The change in administration is in line with the guidelines of the Health Market Inquiry and the industry Regulator, the Council for Medical Schemes (CMS). In 2024, the CMS stated that, “one of the main issues driving market stagnation is the prevalence of ‘evergreen’ contracts”. This alludes to long-term agreements between medical schemes and suppliers spanning decades without being subject to regular competitive procurement processes.

Principal Officer, Lee Callakoppen, explains, “One of our key strategic objectives is to ensure we create value for our members and key stakeholders. This can take the form of benefit optimisation, favourable tariff negotiations, amalgamations to obtain critical mass or optimised service. The healthcare industry has evolved considerably over the past decade, and it was critical for the Scheme to evolve in line with this. Over the past 48 months, the Board have extensively debated the steps needed to be taken to place Bonitas in a competitive position and ensure that it remains sustainable in the best interest of our members. In doing so we have continuously evaluated the value provided by our service providers with consideration to our strategic objectives and the capabilities of our service providers as well as the expectations of our members corporate clients, healthcare professionals, and brokers. We have seen medical schemes placed under financial strain with sustainability challenges emerging and we remain committed to remaining relevant to our members and must therefore be vigilant in our approach.”

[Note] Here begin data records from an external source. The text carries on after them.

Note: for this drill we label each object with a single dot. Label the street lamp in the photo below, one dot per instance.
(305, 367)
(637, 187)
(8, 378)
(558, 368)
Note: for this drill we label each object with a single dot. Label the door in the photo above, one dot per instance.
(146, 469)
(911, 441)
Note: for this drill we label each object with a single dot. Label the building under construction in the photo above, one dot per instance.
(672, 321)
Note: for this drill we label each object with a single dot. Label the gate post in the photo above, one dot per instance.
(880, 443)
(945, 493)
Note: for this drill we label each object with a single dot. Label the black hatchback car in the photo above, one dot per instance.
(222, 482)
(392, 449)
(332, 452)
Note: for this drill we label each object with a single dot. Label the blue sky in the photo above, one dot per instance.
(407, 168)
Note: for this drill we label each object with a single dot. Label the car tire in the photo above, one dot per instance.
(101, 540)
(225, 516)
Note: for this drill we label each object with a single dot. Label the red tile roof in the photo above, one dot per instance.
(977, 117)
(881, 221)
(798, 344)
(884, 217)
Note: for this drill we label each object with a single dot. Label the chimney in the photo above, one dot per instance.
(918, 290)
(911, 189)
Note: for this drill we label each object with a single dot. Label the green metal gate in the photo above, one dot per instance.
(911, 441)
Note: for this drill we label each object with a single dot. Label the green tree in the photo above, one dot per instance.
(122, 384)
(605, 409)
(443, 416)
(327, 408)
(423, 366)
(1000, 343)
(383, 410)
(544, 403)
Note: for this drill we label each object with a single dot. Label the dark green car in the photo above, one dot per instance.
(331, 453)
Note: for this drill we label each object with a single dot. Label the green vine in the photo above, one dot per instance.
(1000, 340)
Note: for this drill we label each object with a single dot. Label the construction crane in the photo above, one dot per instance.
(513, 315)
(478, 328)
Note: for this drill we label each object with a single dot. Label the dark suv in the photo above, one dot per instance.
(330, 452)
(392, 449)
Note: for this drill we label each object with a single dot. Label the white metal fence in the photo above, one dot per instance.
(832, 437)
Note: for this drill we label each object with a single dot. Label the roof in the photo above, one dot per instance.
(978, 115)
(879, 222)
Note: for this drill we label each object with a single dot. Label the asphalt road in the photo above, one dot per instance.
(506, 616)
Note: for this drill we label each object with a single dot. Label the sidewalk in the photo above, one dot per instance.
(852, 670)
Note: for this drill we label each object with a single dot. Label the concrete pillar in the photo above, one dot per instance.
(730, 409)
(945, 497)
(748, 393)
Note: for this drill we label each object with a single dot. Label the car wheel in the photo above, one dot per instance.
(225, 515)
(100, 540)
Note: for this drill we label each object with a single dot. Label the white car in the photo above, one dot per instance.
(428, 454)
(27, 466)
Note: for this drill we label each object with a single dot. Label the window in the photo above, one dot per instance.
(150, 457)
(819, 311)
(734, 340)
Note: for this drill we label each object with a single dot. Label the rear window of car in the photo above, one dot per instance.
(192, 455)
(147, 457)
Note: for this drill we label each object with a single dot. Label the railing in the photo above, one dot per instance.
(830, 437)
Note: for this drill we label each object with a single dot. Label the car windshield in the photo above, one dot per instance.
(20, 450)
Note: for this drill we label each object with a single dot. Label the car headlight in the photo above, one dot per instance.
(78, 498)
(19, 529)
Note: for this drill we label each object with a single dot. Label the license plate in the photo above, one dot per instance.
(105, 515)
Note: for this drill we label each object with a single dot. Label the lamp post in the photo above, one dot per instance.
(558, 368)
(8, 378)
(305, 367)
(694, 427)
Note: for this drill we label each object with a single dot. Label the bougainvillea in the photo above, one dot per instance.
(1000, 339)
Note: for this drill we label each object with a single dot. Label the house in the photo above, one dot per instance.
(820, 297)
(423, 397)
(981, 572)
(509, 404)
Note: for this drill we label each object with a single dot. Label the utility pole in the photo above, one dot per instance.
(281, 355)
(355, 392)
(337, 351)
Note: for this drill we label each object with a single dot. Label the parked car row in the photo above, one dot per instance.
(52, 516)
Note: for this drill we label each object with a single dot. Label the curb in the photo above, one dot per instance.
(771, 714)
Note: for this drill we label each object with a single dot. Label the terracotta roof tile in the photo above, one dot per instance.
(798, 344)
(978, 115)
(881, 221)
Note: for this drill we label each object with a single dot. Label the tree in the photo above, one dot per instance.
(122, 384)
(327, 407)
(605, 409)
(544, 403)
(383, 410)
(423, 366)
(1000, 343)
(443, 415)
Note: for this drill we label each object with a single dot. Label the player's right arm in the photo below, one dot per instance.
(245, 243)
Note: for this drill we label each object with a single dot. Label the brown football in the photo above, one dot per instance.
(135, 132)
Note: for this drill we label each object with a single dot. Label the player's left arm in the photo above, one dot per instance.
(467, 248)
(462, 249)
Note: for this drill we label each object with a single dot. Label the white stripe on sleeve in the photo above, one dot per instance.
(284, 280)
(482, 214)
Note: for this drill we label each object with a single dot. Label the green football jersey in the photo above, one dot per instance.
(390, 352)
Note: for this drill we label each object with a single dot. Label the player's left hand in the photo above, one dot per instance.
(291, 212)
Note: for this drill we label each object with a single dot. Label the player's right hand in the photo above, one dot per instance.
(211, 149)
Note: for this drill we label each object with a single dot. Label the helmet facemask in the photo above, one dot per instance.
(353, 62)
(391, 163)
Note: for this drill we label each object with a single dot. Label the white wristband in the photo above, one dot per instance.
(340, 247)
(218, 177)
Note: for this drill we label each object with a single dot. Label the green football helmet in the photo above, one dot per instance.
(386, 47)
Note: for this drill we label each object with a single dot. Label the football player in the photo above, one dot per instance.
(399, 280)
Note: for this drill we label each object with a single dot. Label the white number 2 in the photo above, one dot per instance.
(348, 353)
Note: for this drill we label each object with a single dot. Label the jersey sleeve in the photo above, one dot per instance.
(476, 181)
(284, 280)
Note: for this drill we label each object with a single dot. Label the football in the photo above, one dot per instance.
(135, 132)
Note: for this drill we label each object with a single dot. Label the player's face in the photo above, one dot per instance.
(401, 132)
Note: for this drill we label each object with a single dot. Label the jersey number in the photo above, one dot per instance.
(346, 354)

This was followed by rigorous ongoing benchmarking exercises and a subsequent Request for Proposal process for administrative services and managed care – with Momentum Health appointed as the successful entity for the provision of administration services and Private Health Administrators appointed to provide managed care services.

“We are delighted to cement this relationship with Momentum Health, who have demonstrated that they have the necessary capabilities to exceed expectations and support us in our strategic growth objectives” Callakoppen said. “Bonitas’ performance in the past 18 months, has exceeded all previous benchmarks with over 80 000 new families successfully enrolled on the Scheme and financial sustainability stronger than previous years. We see these appointments as strategic enablers to challenge the status quo – and drive value optimisation to continue leading the healthcare industry. Our aim is to optimise efficiencies, achieve mass enrolment, and meaningfully contribute to the shaping of private healthcare in South Africa.”

Hannes Viljoen, Chief Executive Officer of Momentum Health welcomed the appointment, citing it as a key strategic opportunity in the dynamic open market for Momentum Health. “We are excited about positively impacting the health of more people. The group currently service over 3,3 million beneficiaries in Africa and more than 25 million world-wide and are strategically and operationally positioned to deliver value in a meaningful and impactful way,” he said.

Dr Ayanda Mbuli, Chief Executive Officer of PHA, was pleased with the outcome, “We are deeply honoured by Bonitas’ decision to entrust PHA with its managed healthcare function, a historic milestone for the Scheme. This partnership presents a unique opportunity to further optimise the care received by Bonitas members and to meaningfully contribute to both the Bonitas healthcare agenda and the broader South African health landscape.”

Bonitas has been a leading open scheme in South Africa for several decades and these changes will open opportunities to build a more significant and influential open scheme that caters for more South African’s health care needs.